I have written an Akka application which takes input from Kafka and then processes the data with sharded actors and output to Kafka.
But in some occasions the sharded regions can't handle the load, and I get:
You should probably implement flow control to avoid flooding the remote connection.
How can I implement backpressure in this chain/flow?
Kafka Consumer -> Shared Actors -> Kafka Producer
Some fragments from the code:
ReactiveKafka kafka = new ReactiveKafka();
Subscriber subscriber = kafka.publish(pp, system);
ActorRef kafkaWriterActor = (ActorRef) Source.actorRef(10000, OverflowStrategy.dropHead())
.map(ix -> KeyValueProducerMessage.apply(Integer.toString(ix.hashCode()), ix))
.to(Sink.fromSubscriber(subscriber))
.run(materializer);
ConsumerProperties cp = new PropertiesBuilder.Consumer(brokerList, intopic, consumergroup, new ByteArrayDeserializer(), new NgMsgDecoder())

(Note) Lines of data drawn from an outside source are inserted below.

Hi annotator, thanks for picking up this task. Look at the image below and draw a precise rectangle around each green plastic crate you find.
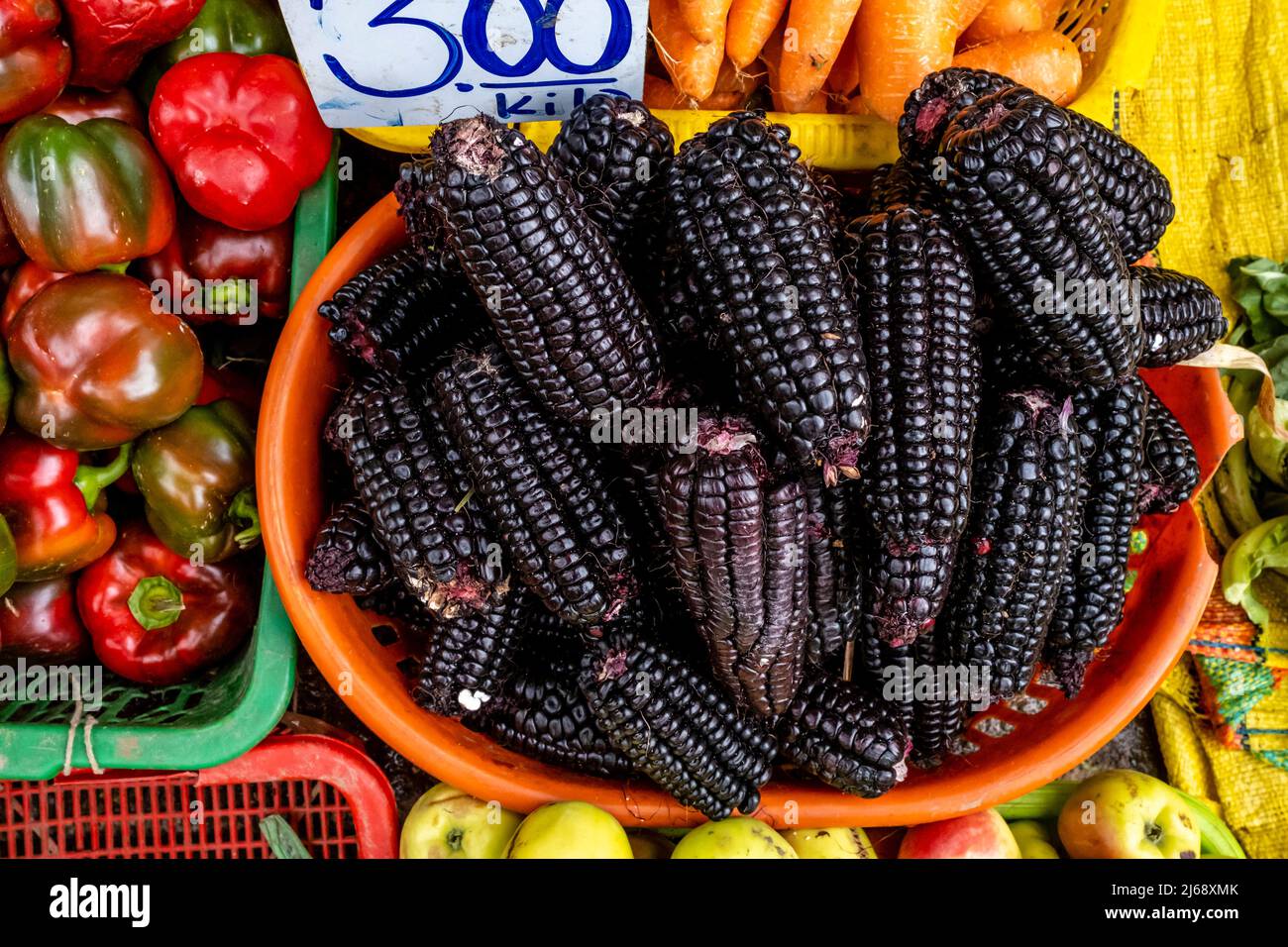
[0,143,339,780]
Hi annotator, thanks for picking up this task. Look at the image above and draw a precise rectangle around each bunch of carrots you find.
[644,0,1082,121]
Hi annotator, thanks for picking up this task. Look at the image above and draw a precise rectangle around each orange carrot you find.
[832,95,872,115]
[778,0,860,112]
[697,91,747,112]
[854,0,978,123]
[715,59,765,98]
[957,0,1050,49]
[725,0,787,69]
[953,30,1082,106]
[827,17,859,97]
[644,74,747,112]
[948,0,989,36]
[649,0,724,100]
[679,0,733,44]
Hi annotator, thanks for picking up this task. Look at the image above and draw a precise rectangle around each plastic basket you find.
[0,734,398,858]
[258,194,1240,826]
[348,0,1167,164]
[0,155,338,780]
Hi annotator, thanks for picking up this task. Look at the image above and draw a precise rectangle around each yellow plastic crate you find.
[348,0,1167,171]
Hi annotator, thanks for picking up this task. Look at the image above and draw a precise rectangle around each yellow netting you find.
[1121,0,1288,858]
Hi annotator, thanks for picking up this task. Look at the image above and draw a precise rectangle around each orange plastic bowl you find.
[259,194,1239,827]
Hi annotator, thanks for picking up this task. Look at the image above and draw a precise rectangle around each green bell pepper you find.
[0,517,18,595]
[0,115,175,273]
[134,0,295,102]
[132,398,261,562]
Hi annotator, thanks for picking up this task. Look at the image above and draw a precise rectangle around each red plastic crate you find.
[0,734,398,858]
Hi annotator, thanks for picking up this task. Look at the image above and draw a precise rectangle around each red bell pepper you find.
[0,430,130,582]
[138,210,291,325]
[0,576,90,661]
[149,53,331,231]
[40,89,149,134]
[8,273,202,451]
[76,523,255,684]
[0,261,71,339]
[61,0,202,91]
[0,0,72,125]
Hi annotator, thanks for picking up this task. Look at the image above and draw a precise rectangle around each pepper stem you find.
[228,487,262,549]
[72,443,134,510]
[129,576,183,631]
[205,279,250,316]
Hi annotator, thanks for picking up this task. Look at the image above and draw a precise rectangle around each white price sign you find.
[280,0,648,128]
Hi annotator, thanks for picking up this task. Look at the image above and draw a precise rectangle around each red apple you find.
[899,809,1021,858]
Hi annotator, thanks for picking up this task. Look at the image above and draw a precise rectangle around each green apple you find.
[627,831,675,861]
[671,815,799,858]
[782,828,877,858]
[506,802,634,858]
[1010,819,1060,858]
[1059,770,1201,858]
[398,783,523,858]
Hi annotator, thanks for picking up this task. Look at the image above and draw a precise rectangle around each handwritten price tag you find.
[282,0,648,128]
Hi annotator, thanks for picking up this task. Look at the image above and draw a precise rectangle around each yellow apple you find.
[671,815,798,858]
[506,802,634,858]
[1059,770,1201,858]
[782,828,877,858]
[1010,819,1060,858]
[398,783,523,858]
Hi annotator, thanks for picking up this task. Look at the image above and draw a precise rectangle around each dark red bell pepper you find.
[0,324,13,432]
[0,576,90,661]
[76,523,255,684]
[137,210,291,325]
[0,261,71,339]
[0,209,23,266]
[0,115,175,273]
[40,89,149,134]
[149,53,331,231]
[61,0,202,91]
[192,362,265,424]
[8,273,202,451]
[0,0,72,125]
[0,430,130,582]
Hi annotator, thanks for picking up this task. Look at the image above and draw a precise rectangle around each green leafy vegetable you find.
[1221,517,1288,627]
[259,815,313,858]
[1229,257,1288,343]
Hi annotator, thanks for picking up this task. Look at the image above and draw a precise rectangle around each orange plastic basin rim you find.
[258,194,1236,827]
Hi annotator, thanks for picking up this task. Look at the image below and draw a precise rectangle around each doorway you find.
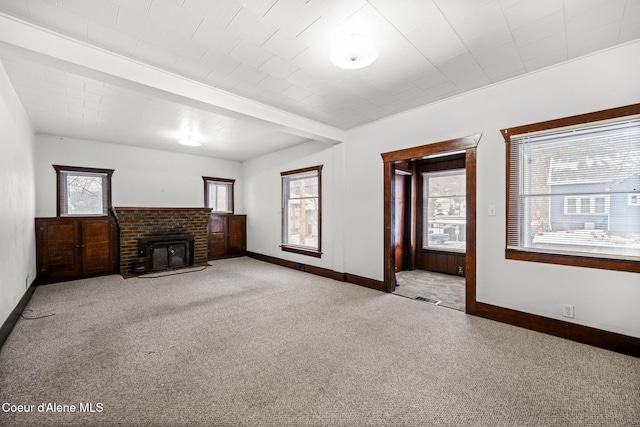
[382,134,482,314]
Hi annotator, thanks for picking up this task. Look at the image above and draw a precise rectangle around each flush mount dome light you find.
[178,140,202,147]
[330,33,378,70]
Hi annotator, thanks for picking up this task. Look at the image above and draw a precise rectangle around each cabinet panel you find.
[80,219,115,275]
[38,221,81,279]
[207,214,247,260]
[36,217,118,283]
[229,215,247,255]
[208,215,228,259]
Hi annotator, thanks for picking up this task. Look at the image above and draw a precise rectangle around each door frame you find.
[381,133,482,314]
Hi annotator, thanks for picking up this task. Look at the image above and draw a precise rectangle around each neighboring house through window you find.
[502,104,640,271]
[422,169,467,252]
[53,165,113,216]
[202,176,235,213]
[280,166,322,257]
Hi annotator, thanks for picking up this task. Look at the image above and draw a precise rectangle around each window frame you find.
[52,165,114,217]
[280,165,323,258]
[563,194,611,216]
[202,176,236,215]
[500,104,640,273]
[420,167,467,255]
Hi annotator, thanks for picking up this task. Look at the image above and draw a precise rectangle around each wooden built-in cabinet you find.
[36,217,119,283]
[207,214,247,260]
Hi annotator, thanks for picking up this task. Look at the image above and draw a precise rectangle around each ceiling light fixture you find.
[178,140,202,147]
[329,33,378,70]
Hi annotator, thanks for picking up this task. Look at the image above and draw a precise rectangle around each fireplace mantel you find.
[113,206,211,277]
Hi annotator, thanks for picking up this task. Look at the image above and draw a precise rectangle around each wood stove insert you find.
[138,233,194,272]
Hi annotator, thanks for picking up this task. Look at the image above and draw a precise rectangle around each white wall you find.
[0,63,36,325]
[35,135,244,217]
[243,141,343,271]
[344,42,640,337]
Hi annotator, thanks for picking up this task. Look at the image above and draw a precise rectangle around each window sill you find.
[505,249,640,273]
[280,245,322,258]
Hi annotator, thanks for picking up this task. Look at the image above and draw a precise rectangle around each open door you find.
[382,134,482,314]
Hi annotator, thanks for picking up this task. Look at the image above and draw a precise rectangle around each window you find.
[422,169,467,252]
[280,166,322,257]
[202,176,236,213]
[53,165,113,216]
[564,194,610,215]
[502,104,640,271]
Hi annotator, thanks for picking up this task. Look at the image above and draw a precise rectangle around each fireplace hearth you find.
[138,233,194,272]
[113,207,211,278]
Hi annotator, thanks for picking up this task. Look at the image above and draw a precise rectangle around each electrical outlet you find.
[562,304,574,319]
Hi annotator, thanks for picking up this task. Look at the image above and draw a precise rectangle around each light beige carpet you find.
[393,269,465,311]
[0,258,640,427]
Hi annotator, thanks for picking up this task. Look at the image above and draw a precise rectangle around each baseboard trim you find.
[475,302,640,357]
[247,252,640,357]
[247,252,384,292]
[0,279,37,348]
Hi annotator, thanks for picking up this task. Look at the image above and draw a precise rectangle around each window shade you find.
[507,117,640,260]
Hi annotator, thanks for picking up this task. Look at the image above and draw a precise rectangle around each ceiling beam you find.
[0,13,345,144]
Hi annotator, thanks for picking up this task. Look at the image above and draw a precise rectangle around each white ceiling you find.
[0,0,640,161]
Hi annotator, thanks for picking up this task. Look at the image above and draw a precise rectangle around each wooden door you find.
[229,215,247,255]
[207,215,228,259]
[80,218,115,275]
[36,219,82,280]
[393,174,406,271]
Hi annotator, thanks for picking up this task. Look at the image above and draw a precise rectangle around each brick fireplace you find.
[113,207,211,277]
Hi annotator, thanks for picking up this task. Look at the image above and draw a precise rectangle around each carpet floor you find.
[0,258,640,427]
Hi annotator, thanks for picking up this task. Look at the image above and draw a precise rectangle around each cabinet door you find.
[207,215,228,259]
[36,220,82,280]
[80,218,114,275]
[229,215,247,255]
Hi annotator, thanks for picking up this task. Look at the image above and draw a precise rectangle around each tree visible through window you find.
[53,165,113,216]
[281,166,322,256]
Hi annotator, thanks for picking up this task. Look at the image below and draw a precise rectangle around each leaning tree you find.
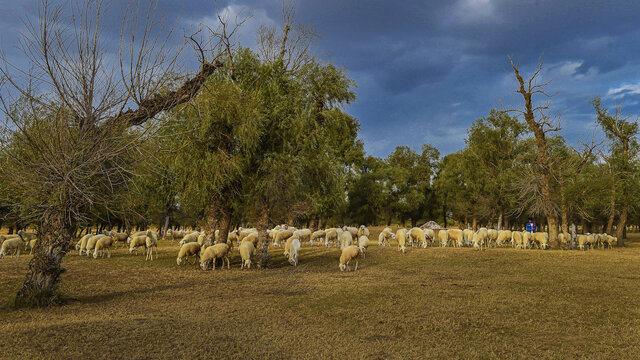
[0,0,222,306]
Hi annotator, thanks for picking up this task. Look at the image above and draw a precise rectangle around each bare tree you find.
[0,0,222,306]
[509,57,560,248]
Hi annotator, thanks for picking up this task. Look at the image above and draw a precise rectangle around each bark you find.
[616,204,629,246]
[15,210,76,307]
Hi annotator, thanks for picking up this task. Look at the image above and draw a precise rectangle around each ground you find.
[0,229,640,359]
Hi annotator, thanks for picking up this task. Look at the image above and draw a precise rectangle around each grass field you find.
[0,229,640,359]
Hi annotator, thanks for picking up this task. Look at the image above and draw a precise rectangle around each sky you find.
[0,0,640,157]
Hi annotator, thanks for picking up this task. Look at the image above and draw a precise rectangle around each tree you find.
[509,58,560,248]
[592,97,640,246]
[0,1,222,306]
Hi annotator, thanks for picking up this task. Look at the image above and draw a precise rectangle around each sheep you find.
[0,237,24,259]
[93,236,115,259]
[396,229,407,254]
[76,234,93,255]
[238,239,256,269]
[357,225,371,239]
[342,226,358,238]
[424,229,436,245]
[85,234,107,257]
[324,229,338,247]
[176,243,200,266]
[196,243,231,271]
[473,228,489,251]
[289,237,300,267]
[438,229,449,246]
[129,233,147,255]
[293,229,313,245]
[311,230,327,245]
[378,227,393,246]
[407,227,427,248]
[496,230,511,247]
[144,231,158,261]
[111,232,129,246]
[338,245,360,271]
[338,230,357,250]
[522,231,533,249]
[240,232,258,246]
[358,235,370,259]
[178,231,200,246]
[533,232,549,249]
[511,231,524,249]
[273,229,293,247]
[447,229,464,247]
[462,229,474,245]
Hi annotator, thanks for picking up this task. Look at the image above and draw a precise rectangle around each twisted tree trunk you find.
[15,210,76,307]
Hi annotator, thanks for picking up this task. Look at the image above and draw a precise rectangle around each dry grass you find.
[0,226,640,359]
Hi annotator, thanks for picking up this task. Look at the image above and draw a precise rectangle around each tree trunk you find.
[256,208,271,269]
[616,205,629,246]
[15,211,76,307]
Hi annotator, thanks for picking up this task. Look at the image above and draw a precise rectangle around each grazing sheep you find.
[396,229,407,254]
[93,236,115,259]
[293,229,313,245]
[176,242,201,266]
[338,245,360,271]
[342,226,358,239]
[358,235,370,258]
[511,231,524,249]
[178,231,200,246]
[196,243,231,271]
[533,232,549,249]
[338,229,358,250]
[129,233,147,254]
[496,230,511,247]
[473,228,489,251]
[462,229,474,245]
[324,229,338,247]
[357,225,371,239]
[378,227,393,246]
[407,227,427,248]
[273,229,293,247]
[144,231,158,261]
[238,239,256,269]
[0,237,24,259]
[447,229,464,247]
[311,230,327,245]
[438,230,449,246]
[288,236,300,267]
[85,234,107,257]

.build().consumerTimeoutMs(5000).commitInterval(Duration.create(60, TimeUnit.SECONDS)).readFromEndOfStream();
Publisher<ConsumerRecord<byte[], StreamEvent>> publisher = kafka.consume(cp,system);
ActorRef streamActor = ClusterSharding.get(system).start("StreamActor",
Props.create(StreamActor.class, synctime), ClusterShardingSettings.create(system), messageExtractor);
shardRegionTypenames.add("StreamActor");
Source.fromPublisher(publisher)
.runWith(Sink.foreach(msg -> {
streamActor.tell(msg.value(),ActorRef.noSender());
}), materializer);